The question of minimum standards of mental health care would include matters such as accommodation, patient dignity and privacy and so on. The general question of the feasibility of providing for minimum standards in these tangible areas is at present under consideration in association with the Irish Medical Association. I am strongly of the opinion that any meaningful standards of mental health care would also have to encompass closely related questions such as activation programmes for patients, and the degree to which staff-patient integration contributes to simulating normal life settings. These are complex topics which cannot be provided for in legislation, but which might be catered for by general "guidelines".

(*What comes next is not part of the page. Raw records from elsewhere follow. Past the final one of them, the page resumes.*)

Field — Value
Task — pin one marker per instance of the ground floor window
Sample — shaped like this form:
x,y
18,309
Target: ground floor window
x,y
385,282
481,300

In concluding may I ask Senators to approach the legislation in the spirit in which it has been introduced, namely, that of bringing the custodial element of the psychiatric service into line with the requirements of the late twentieth century to protect the best interests of those who need to be detained for treatment? The provision in section 13 of the Bill that nothing in the admission and discharge procedures should be seen as discouraging a person from being admitted voluntarily for care and treatment is intended to emphasise the fact that for more than 90 per cent of patients requiring to go to hospital for treatment for psychiatric illness there is essentially no difference between them and anybody entering hospital for treatment for a physical ailment.